アンドリュー・ングと30分で自分だけのアプリを作ろう

アンドリュー・ングと30分で自分だけのアプリを作ろう

コーダーでなくてもできるAI駆動型ソフトウェア開発

機能するソフトウェアを作るのに、もはや手でコードを書く必要はありません。代わりに、AIシステムに効果的にプロンプトを与える能力が求められます。アイデアを英語で説明し、結果を繰り返し改善することで、ユーザーは数分でウェブアプリ(ブラウザ上で直接動くプログラム)を作成できます。

効果的なプロンプトの5つの構成要素

曖昧なアイデアから予測可能で動作するアプリへと進めるために、アンドリュー・ングはプロンプトに5つの具体的な要素を組み込むことを推奨しています。これらは段階的に、あるいは一つの長いプロンプトで提供できますが、まずは「ゴール」から始めることが重要です。

  1. ゴール: 作りたいものの明確な説明(例:"誕生日カード作成のためのウェブページを生成する")
  2. 入力: ユーザーが提供すべき情報の指定(例:名前、年齢、趣味)
  3. 出力: 入力に基づいてソフトウェアが生成すべきもの(例:面白い誕生日メッセージ)
  4. レイアウト: アプリの視覚的な配置(例:"右側に色を表示し、誕生日カードの内側のように見せる")
  5. 特別機能: アプリを拡張する追加機能(例:"クリップボードにコピーするボタン"や、"自動で項目を埋める『ラッキー』ボタン")

反復的開発とトラブルシューティング

AIを使ったソフトウェア開発は、一度で完了する実行ではなく、改善を繰り返すプロセスです。

ユーザー体験の洗練

基本的なプロンプトから始めると、機能はするもののシンプルすぎる結果が得られがちです。ユーザーは「もっと見た目を良くして」や「祝祭的な色を加えて」などの追加入力でアプリを改善できます。指示が具体的であるほど、結果は予測しやすくなります。たとえば、"ハムとチーズを乗せたマルチグレインパンのベジタリアンサンドイッチ" と要求すれば、単に "サンドイッチ" と言うよりも望む結果が得られやすくなります。

"バグ" の修正

AIが生成したアプリが期待通りに動かない場合(例:ボタンをクリックしても何も起きない)は「バグ」と呼ばれます。

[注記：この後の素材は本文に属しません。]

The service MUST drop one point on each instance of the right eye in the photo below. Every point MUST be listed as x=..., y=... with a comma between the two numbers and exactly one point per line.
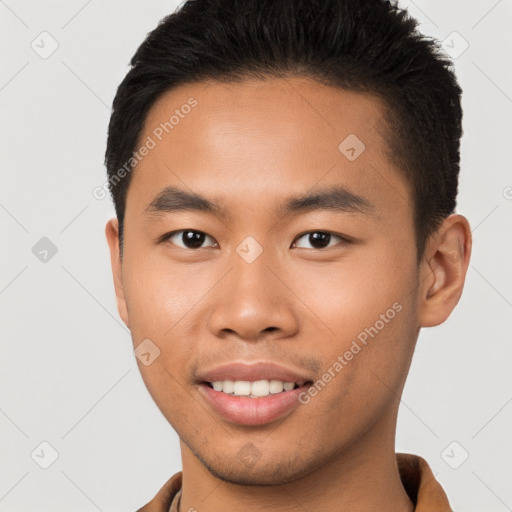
x=187, y=238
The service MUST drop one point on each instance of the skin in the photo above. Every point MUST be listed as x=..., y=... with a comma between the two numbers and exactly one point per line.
x=251, y=145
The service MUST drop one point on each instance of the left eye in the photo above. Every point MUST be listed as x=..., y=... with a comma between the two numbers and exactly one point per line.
x=321, y=239
x=189, y=238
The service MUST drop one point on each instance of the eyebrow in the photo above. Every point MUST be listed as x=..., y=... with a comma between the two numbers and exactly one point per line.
x=336, y=198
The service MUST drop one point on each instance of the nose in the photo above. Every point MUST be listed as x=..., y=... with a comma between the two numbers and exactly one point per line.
x=252, y=302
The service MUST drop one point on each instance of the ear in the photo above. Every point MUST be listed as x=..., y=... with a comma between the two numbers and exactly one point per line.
x=112, y=233
x=443, y=270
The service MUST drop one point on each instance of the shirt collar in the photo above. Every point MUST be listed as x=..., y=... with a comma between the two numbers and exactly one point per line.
x=417, y=478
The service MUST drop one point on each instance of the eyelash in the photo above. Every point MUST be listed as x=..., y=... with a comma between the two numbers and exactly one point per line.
x=343, y=240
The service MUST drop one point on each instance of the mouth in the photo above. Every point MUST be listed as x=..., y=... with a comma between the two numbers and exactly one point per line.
x=254, y=389
x=253, y=403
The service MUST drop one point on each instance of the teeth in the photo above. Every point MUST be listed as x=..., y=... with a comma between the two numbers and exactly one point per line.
x=259, y=388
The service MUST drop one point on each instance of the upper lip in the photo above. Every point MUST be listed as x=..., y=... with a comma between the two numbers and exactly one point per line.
x=252, y=372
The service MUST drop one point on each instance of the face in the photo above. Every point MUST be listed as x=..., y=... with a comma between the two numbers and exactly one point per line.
x=301, y=253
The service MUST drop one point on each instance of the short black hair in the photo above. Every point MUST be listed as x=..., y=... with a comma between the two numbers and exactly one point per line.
x=370, y=46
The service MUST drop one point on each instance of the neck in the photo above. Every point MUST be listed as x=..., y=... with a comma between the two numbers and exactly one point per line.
x=364, y=477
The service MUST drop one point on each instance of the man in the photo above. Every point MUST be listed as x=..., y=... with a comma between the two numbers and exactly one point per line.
x=285, y=175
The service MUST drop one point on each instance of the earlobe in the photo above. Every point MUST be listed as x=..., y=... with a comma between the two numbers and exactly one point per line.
x=444, y=270
x=112, y=234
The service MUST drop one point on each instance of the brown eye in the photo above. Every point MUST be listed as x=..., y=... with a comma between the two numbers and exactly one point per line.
x=320, y=239
x=187, y=238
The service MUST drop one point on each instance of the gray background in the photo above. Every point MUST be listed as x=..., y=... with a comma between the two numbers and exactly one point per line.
x=68, y=374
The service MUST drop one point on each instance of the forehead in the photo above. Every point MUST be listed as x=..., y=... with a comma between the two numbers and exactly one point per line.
x=258, y=139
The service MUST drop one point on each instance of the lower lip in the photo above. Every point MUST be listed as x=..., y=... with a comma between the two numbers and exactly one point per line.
x=244, y=410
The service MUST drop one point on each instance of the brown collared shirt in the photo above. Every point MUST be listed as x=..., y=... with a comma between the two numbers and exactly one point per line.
x=417, y=478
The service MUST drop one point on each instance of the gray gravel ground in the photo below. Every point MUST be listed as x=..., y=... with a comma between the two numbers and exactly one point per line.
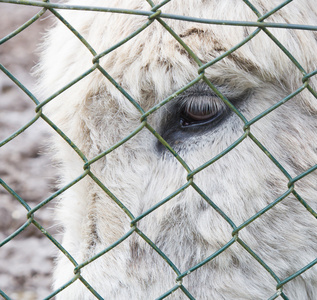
x=26, y=262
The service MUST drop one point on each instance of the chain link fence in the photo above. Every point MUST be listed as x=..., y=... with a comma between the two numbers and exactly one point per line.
x=156, y=13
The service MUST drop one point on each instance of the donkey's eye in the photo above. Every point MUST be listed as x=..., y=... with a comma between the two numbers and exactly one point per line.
x=201, y=111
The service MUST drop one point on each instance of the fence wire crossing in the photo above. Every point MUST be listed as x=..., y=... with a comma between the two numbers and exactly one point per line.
x=155, y=14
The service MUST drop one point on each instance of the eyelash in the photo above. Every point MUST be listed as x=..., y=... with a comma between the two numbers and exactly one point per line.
x=201, y=111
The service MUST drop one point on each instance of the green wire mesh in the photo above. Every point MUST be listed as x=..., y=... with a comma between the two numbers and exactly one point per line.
x=156, y=15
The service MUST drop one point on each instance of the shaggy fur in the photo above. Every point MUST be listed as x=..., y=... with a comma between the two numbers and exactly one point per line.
x=141, y=172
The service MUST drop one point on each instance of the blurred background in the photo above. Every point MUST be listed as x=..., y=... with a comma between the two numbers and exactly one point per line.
x=27, y=261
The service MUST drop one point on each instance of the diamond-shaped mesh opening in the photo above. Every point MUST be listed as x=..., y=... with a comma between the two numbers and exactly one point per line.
x=228, y=235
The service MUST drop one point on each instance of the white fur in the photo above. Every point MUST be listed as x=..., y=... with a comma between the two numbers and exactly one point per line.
x=151, y=66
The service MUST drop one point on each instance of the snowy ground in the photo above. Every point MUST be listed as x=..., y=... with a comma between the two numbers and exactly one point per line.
x=26, y=262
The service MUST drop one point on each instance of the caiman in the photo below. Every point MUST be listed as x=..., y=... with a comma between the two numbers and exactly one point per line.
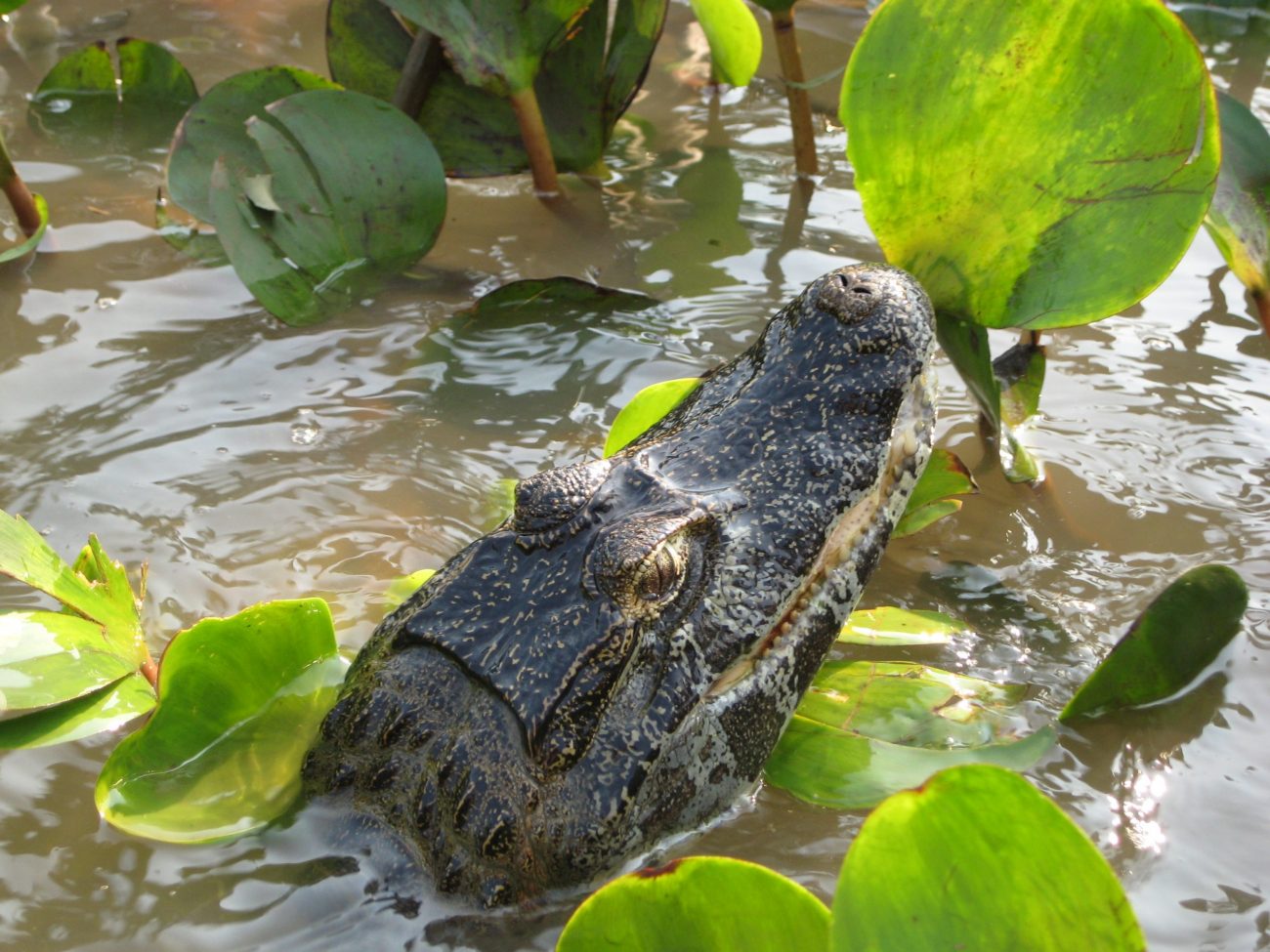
x=616, y=660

修正するには、失敗をAIに明確に伝えます(例:"カード生成ボタンをクリックしても何も起きません。修正してもらえますか?")。AIは通常、JavaScript のクリックイベントなど専門用語を理解しなくても、基本的なバグを特定し解決できます。

実践例:誕生日カードからゲームまで

ゴール、入力、出力、レイアウト、機能というフレームワークは、どんなシンプルなウェブアプリにも応用できます。

  • 誕生日カードアプリ: ユーザー入力から個別の面白いメッセージを生成し、青または紫のカラーテーマとクリップボードコピー機能を備えるツール。
  • ピンポンゲーム: HTML 1 ファイルだけで構成された卓球ゲーム。ユーザーは矢印キーでコンピュータと対戦し、難易度レベルや勝利ポイントのカスタマイズ、緑のプレイヤーとベージュのパドルといったグラフィックを追加して拡張可能。

"ビルダー" マインドセット

"AI ビルダー" になるには、理論的学習と実践的応用のバランスが必要です。アンドリュー・ングは、単に作るだけでは車輪の再発明に終わり、講座だけ受けても実装スキルが身につかないと指摘します。最も効果的なビルダーは、AI をブレインストーミングツールとして新しいアイデアを生み出し、友人・家族・同僚からのフィードバックでソフトウェアを磨く、という両方のアプローチを組み合わせます。